ASTHMA
March 19, 2008

Cleaning Products and Your Child's Lungs

Mothers-to-be beware: overuse of cleaning products like bleach while pregnant may increase the risk of breathing problems...

Some childhood breathing problems may have been caused by exposure to cleaning and other household chemicals, according to new research.

British researchers found that young children whose mothers used more household chemicals during pregnancy were at greater risk of wheezing than other children.

The more often that mothers used bleach, disinfectants, glass cleaner and insect sprays, the greater their children's odds of developing a wheezing problem by age seven.

The more often that mothers used bleach, disinfectants, glass cleaner and insect sprays, the greater their children's odds of developing a wheezing problem by age seven.
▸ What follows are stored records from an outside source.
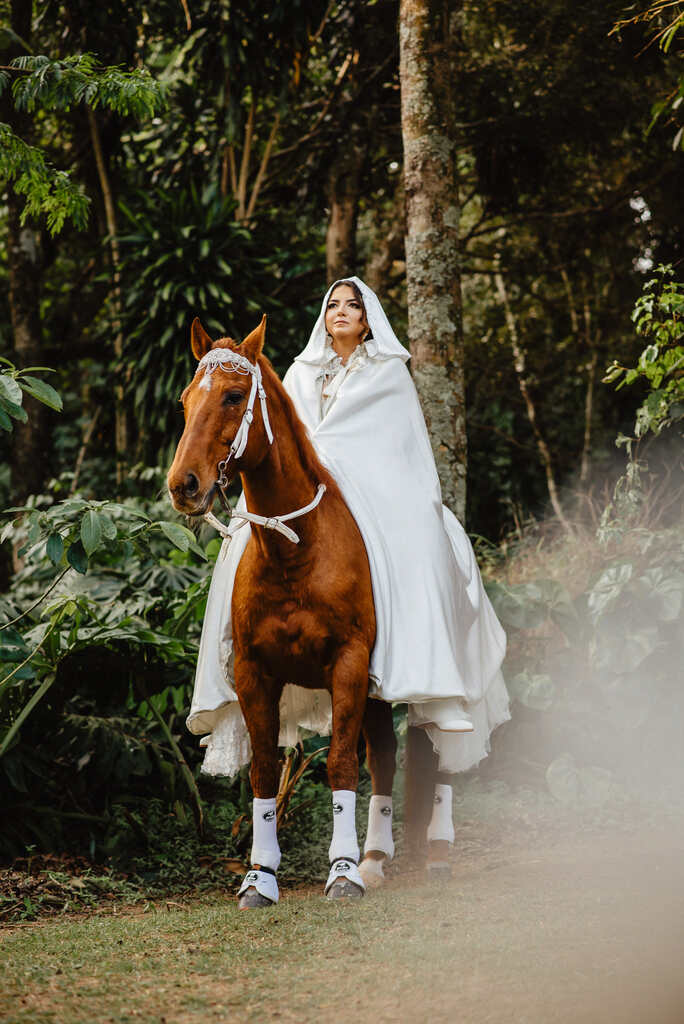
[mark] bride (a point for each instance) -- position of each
(439, 645)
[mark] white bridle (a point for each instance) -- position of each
(231, 361)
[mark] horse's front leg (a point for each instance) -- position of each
(259, 700)
(349, 691)
(381, 755)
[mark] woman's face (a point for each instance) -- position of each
(345, 318)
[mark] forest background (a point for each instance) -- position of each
(213, 159)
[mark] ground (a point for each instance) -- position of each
(538, 926)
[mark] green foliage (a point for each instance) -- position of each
(47, 190)
(184, 256)
(658, 316)
(13, 384)
(58, 85)
(96, 665)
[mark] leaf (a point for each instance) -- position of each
(109, 526)
(77, 557)
(91, 531)
(54, 548)
(10, 389)
(180, 536)
(16, 412)
(43, 392)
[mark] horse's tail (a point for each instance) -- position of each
(421, 774)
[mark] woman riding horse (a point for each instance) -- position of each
(435, 642)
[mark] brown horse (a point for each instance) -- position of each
(301, 611)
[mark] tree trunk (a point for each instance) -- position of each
(120, 418)
(389, 247)
(521, 374)
(433, 278)
(30, 445)
(343, 185)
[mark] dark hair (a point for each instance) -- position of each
(357, 293)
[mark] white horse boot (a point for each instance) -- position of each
(379, 844)
(440, 833)
(259, 887)
(344, 880)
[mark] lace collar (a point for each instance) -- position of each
(333, 363)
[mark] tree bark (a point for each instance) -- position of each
(121, 420)
(30, 446)
(433, 274)
(390, 245)
(343, 186)
(519, 364)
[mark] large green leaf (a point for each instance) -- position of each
(180, 536)
(9, 389)
(44, 392)
(77, 557)
(91, 531)
(54, 548)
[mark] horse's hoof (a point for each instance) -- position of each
(438, 870)
(252, 899)
(344, 889)
(372, 872)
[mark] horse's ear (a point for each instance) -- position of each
(252, 346)
(200, 340)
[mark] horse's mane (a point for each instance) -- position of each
(309, 459)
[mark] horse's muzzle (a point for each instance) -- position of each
(186, 496)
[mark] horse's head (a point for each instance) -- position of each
(215, 402)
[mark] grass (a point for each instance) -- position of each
(536, 926)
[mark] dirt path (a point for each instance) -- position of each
(587, 929)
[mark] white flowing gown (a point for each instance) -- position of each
(439, 645)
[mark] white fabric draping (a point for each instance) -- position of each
(439, 645)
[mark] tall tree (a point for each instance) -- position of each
(25, 259)
(433, 282)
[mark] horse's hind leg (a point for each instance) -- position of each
(349, 689)
(259, 702)
(381, 754)
(427, 804)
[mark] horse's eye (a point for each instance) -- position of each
(232, 397)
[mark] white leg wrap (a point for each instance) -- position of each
(344, 843)
(264, 884)
(379, 836)
(441, 823)
(265, 850)
(344, 869)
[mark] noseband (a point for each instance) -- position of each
(231, 361)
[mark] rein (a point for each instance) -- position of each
(239, 364)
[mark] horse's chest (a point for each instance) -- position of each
(292, 639)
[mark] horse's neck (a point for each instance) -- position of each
(283, 482)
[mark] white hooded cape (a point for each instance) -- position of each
(437, 636)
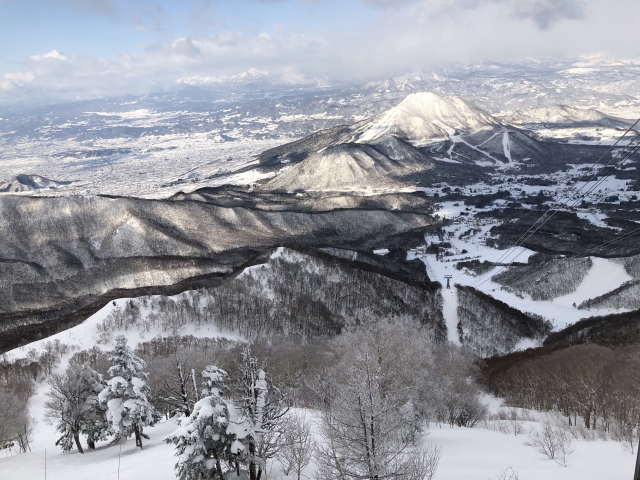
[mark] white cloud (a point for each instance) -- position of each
(416, 35)
(53, 54)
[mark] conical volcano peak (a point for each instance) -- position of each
(425, 117)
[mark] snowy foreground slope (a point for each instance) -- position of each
(467, 454)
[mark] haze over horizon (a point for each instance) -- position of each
(61, 50)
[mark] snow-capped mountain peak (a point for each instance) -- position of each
(425, 117)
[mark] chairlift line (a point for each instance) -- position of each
(555, 209)
(583, 176)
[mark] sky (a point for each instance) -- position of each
(56, 50)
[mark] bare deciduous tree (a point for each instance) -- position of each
(299, 445)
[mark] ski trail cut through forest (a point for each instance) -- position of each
(450, 313)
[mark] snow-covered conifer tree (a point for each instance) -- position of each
(73, 407)
(212, 435)
(264, 408)
(129, 409)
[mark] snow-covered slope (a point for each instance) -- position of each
(353, 167)
(30, 183)
(424, 117)
(563, 115)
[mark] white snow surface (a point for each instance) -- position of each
(424, 117)
(467, 453)
(605, 275)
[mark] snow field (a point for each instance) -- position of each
(467, 453)
(604, 276)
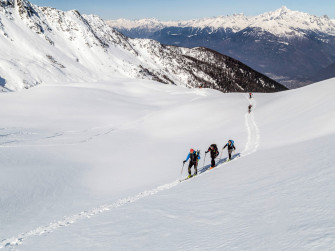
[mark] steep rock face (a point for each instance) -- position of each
(45, 45)
(288, 46)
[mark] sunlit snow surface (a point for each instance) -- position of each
(97, 167)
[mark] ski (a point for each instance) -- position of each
(187, 178)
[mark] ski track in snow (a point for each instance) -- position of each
(251, 147)
(20, 137)
(253, 131)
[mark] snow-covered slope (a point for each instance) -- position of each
(45, 45)
(96, 166)
(282, 22)
(288, 46)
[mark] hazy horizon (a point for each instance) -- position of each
(175, 10)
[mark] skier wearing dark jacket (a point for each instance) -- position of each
(214, 153)
(194, 157)
(230, 146)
The study, published in the European Respiratory Journal, did not attempt to prove a direct causal link between household chemicals and children's lung problems.

"We can only state that there is an association between frequent use of this range of products, and the message should probably be 'use in moderation,'" said lead researcher Dr. John Henderson of the University of Bristol. The study followed 7,162 UK children from birth. During pregnancy, their mothers were asked how often they used various household chemicals. After their children were born, mothers were periodically asked about any wheezing symptoms the child may have developed.

The children's risk of wheezing paralleled their mothers' use of household chemicals.

It is possible that breathing the products irritates young children's airways and causes inflammation, Henderson explained. It is less clear, however, which specific home products might be the to blame.

"Until the effects are better understood, we cannot recommend substituting any particular product with safer alternatives," Henderson said.